ECLI:NL:TNORSHE:2018:15 Kamer voor het notariaat 's-Hertogenbosch SHE/2018/1

ECLI: ECLI:NL:TNORSHE:2018:15
Datum uitspraak: 17-09-2018
Datum publicatie: 25-09-2018
Zaaknummer(s): SHE/2018/1
Onderwerp: Personen- en Familierecht
Beslissingen: Klacht ongegrond
Inhoudsindicatie:   Klagers verwijten de notaris dat hij de nalatenschap van erflaatster incorrect heeft afgehandeld. Meer specifiek verwijten klagers de notaris dat hij: (1) het bestaan van een spaarrekening in eerste instantie voor klagers heeft verzwegen; (2) de woning van erflaatster ten onrechte onderhands en voor een te laag bedrag heeft verkocht en ten slotte (3) willen klagers vragen stellen bij hoe de notaris is omgegaan met het regelen van toegang tot het huis van erflaatster en daarmee samenhangende de bescherming van haar spullen. Alle drie de klachtonderdelen zijn ongegrond. (1) De notaris heeft het bestaan van een spaarrekening niet verzwegen. (2) Klagers hadden beiden een uitgebreide boedelvolmacht getekend die de notaris nadrukkelijk de bevoegdheid geeft tot het ‘verkopen en leveren van goederen, waaronder registergoederen en effecten onder de voorwaarden en voor een koopsom door de gevolmachtigde (dat wil zeggen de notaris) te bepalen’. Dit neemt echter niet weg dat een notaris gehouden is om zorgvuldig gebruik te maken van een uitgebreide boedelvolmacht. In dit geval, waarin een erfgenaam een bod heeft uitgebracht op de woning van erflaatster, was het passend geweest om de erven, zeker die een bod hebben gedaan, mee te nemen in het proces van verkoop van de woning. De notaris heeft echter gehandeld binnen de reikwijdte van de verleende volmacht en daarom komt de kamer tot de slotsom dat de notaris op dit klachtonderdeel niet tuchtrechtelijk verwijtbaar gehandeld heeft. (3) De verantwoordelijkheid van de notaris begint pas vanaf het moment dat hij ook daadwerkelijk in actie is gekomen, de beschikking heeft gekregen over de sleutels van de woning en daarmee de toegang tot de woning heeft kunnen krijgen. Niet valt in te zien welk tuchtrechtelijk verwijt de notaris in dit verband zou kunnen worden gemaakt. 

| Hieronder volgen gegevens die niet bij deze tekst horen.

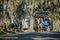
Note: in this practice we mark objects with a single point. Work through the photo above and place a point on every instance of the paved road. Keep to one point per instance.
(31, 36)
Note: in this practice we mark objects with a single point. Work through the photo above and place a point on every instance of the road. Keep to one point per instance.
(31, 36)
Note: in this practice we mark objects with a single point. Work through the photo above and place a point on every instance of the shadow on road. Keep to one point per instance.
(32, 35)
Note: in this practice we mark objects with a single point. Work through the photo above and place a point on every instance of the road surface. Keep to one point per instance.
(31, 36)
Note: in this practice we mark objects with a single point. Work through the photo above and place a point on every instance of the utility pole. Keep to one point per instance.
(30, 5)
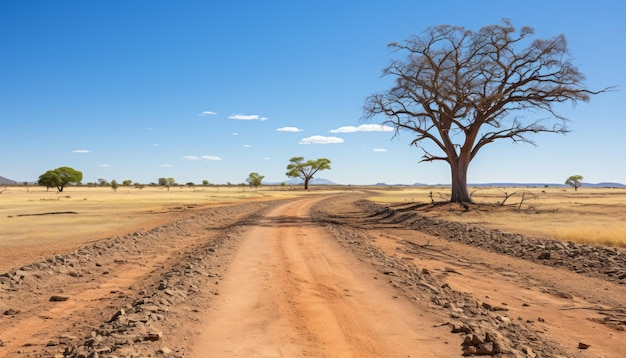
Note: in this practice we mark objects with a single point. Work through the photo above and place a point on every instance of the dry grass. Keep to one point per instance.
(101, 212)
(590, 215)
(595, 216)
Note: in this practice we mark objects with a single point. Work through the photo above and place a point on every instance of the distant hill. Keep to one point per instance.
(520, 185)
(6, 181)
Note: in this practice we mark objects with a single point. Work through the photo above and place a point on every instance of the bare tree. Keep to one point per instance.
(460, 90)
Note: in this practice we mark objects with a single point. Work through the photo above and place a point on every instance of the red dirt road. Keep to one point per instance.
(313, 277)
(293, 291)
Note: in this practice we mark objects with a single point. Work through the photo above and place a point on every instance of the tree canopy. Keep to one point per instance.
(458, 90)
(255, 179)
(60, 177)
(575, 181)
(298, 168)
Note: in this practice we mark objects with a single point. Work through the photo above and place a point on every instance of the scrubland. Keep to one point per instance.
(590, 215)
(594, 216)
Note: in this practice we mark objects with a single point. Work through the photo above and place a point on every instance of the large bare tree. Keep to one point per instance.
(462, 89)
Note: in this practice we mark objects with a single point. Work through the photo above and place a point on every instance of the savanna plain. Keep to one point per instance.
(334, 271)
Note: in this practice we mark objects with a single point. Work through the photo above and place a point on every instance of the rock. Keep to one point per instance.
(165, 350)
(544, 256)
(11, 312)
(153, 337)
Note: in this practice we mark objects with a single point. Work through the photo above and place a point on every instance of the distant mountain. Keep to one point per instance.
(604, 185)
(6, 181)
(520, 185)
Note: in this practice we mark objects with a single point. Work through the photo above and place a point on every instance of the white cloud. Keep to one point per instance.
(318, 139)
(248, 117)
(204, 157)
(363, 128)
(289, 129)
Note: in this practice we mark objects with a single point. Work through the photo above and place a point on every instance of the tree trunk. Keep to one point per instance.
(459, 181)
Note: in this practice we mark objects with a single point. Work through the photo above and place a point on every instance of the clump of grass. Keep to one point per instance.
(614, 236)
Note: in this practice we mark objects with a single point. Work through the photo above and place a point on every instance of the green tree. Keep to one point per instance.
(575, 181)
(255, 179)
(60, 177)
(167, 182)
(298, 168)
(458, 90)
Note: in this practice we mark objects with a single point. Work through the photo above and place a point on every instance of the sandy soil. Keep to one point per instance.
(313, 277)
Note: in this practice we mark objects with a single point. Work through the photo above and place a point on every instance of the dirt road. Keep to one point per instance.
(293, 291)
(314, 277)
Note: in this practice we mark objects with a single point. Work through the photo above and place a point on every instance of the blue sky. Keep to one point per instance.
(214, 90)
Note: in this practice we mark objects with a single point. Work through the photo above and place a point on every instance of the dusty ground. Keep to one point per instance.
(327, 276)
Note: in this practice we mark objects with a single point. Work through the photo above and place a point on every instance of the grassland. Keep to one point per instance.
(590, 215)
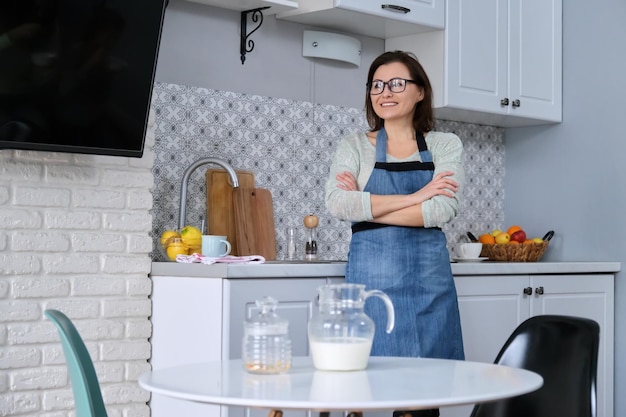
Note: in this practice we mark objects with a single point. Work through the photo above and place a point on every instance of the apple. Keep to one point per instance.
(519, 236)
(503, 237)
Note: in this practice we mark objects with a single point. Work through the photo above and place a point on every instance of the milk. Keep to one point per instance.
(341, 353)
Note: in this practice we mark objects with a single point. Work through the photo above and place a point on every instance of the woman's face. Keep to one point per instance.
(395, 106)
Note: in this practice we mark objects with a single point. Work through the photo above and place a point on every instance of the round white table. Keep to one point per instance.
(387, 384)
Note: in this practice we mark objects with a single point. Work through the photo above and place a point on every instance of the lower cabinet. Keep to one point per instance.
(492, 306)
(201, 319)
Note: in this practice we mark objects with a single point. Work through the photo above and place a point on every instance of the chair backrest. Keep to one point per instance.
(87, 394)
(564, 351)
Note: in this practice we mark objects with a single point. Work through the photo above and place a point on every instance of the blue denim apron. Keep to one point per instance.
(410, 264)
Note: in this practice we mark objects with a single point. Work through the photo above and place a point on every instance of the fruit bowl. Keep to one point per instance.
(184, 242)
(523, 252)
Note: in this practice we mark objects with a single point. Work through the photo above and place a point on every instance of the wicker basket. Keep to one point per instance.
(523, 252)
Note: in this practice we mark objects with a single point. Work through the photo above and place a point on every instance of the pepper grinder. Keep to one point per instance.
(310, 251)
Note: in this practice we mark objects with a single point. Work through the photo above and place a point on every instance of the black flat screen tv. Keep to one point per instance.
(77, 75)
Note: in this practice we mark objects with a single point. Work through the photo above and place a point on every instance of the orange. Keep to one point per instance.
(486, 239)
(513, 229)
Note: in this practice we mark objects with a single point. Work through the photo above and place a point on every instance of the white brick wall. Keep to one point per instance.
(74, 236)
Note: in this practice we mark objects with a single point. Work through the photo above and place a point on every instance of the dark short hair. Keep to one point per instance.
(423, 116)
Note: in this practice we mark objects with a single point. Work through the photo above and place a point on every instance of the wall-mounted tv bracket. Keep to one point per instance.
(247, 45)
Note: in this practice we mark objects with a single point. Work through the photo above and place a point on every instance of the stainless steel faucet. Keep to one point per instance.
(185, 182)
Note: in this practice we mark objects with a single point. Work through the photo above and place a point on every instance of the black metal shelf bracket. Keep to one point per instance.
(247, 45)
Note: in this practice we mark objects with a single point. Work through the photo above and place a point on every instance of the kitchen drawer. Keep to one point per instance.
(380, 19)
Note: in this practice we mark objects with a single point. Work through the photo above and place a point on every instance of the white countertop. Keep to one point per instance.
(278, 269)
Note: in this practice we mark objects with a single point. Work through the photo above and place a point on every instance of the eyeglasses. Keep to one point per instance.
(396, 85)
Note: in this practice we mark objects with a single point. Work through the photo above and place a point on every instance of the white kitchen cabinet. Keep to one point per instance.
(201, 319)
(198, 317)
(492, 306)
(275, 6)
(380, 19)
(498, 62)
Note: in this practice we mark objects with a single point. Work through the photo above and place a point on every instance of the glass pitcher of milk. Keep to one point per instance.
(340, 333)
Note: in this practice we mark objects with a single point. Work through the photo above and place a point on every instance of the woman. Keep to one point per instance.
(399, 183)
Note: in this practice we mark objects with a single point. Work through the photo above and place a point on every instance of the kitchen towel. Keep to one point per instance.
(229, 259)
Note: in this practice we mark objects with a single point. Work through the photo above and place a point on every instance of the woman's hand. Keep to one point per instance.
(441, 184)
(347, 182)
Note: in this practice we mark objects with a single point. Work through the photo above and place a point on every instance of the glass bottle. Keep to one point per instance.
(291, 243)
(310, 250)
(266, 344)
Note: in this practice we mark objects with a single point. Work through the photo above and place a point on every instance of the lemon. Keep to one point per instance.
(167, 235)
(176, 247)
(191, 236)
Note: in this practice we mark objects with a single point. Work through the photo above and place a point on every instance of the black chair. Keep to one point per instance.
(564, 351)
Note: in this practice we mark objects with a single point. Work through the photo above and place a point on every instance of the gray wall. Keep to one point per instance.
(192, 54)
(571, 177)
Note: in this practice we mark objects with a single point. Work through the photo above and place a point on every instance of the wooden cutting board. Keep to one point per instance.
(254, 222)
(220, 210)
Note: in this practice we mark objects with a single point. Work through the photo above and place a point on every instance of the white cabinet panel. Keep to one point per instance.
(498, 62)
(492, 307)
(275, 6)
(380, 19)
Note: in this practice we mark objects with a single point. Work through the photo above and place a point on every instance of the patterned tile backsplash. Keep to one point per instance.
(289, 146)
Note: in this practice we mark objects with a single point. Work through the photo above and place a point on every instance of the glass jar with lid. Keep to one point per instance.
(266, 344)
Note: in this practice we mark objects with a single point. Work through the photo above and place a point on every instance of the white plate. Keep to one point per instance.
(484, 258)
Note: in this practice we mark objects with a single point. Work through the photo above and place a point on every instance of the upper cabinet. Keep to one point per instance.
(498, 62)
(275, 6)
(380, 19)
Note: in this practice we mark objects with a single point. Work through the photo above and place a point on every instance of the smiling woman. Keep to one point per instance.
(398, 184)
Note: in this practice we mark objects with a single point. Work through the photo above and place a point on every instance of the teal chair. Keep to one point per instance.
(87, 394)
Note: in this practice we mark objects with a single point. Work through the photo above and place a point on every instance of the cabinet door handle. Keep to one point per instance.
(395, 8)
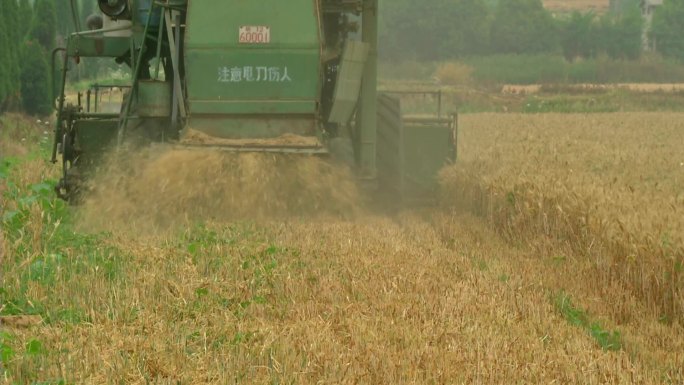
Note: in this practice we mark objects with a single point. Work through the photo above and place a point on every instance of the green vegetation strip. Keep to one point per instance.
(608, 340)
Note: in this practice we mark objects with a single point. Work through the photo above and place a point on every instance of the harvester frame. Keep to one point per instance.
(318, 79)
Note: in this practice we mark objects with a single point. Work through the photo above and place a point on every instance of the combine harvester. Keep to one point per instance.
(270, 76)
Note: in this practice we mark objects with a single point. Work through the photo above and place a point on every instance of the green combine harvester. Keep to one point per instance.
(276, 76)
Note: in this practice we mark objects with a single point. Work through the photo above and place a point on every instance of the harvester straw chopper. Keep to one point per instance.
(271, 76)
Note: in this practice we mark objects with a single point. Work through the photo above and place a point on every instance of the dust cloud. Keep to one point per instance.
(163, 188)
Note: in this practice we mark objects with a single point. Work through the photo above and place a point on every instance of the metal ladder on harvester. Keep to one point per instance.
(169, 27)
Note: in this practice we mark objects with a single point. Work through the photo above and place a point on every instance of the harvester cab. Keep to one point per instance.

Klachtnummer    : SHE/2018/1

Datum uitspraak : 17 september 2018

KAMER VOOR HET NOTARIAAT IN HET RESSORT ’s-HERTOGENBOSCH

De kamer voor het notariaat neemt de volgende beslissing naar aanleiding van de klacht van:

mevrouw [naam klaagster] (klaagster),

de heer [naam klager] (klager),

(gezamenlijk te noemen: klagers),  

mede namens de erfgenamen van mevrouw [naam erflaatster],

wonende in [woonplaats klagers],

tegen

notaris de heer mr. [naam notaris] (de notaris),

gevestigd in [vestigingsplaats],

gemachtigde: mr. J. Cliteur.

1.         De procedure

1.1.      Klagers hebben bij brief van 2 januari 2018 een klacht ingediend tegen de notaris. Het klaagschrift is op 3 januari 2018 binnengekomen bij de kamer voor het notariaat (hierna: de kamer).

1.2.      De notaris heeft op 6 februari 2018, ontvangen op 9 februari 2018, een verweerschrift (met bijlagen) ingediend, waarna de (plaatsvervangend) voorzitter heeft bepaald dat de klacht ter zitting van de kamer moet worden behandeld.

1.3.      De klacht is behandeld ter zitting van 18 juni 2018. Zowel klaagster als klager alsmede de notaris zijn in persoon verschenen.

2.         De feiten

2.1.      Klagers zijn twee van de 24 erfgenamen van mevrouw [naam erflaatster] (geboren op 8 mei 1924; hierna: erflaatster). Erflaatster is op 15 februari 2017 overleden.

2.2.      Op 28 oktober 2016 heeft erflaatster een uiterste wilsbeschikking gemaakt. Deze akte is destijds gepasseerd door mevrouw mr. [naam notaris], destijds toegevoegd notaris en bevoegd om akten te passeren in het protocol van de notaris. In deze laatste wilsbeschikking is als executeur van de nalatenschap een notaris verbonden aan het kantoor van de notaris aangewezen. Bij deze laatste wilsbeschikking was gevoegd een handgeschreven codicil gedateerd 26 september 2002. Het pand aan de [adres] te [plaats] (hierna: het perceel) maakt deel uit van de nalatenschap.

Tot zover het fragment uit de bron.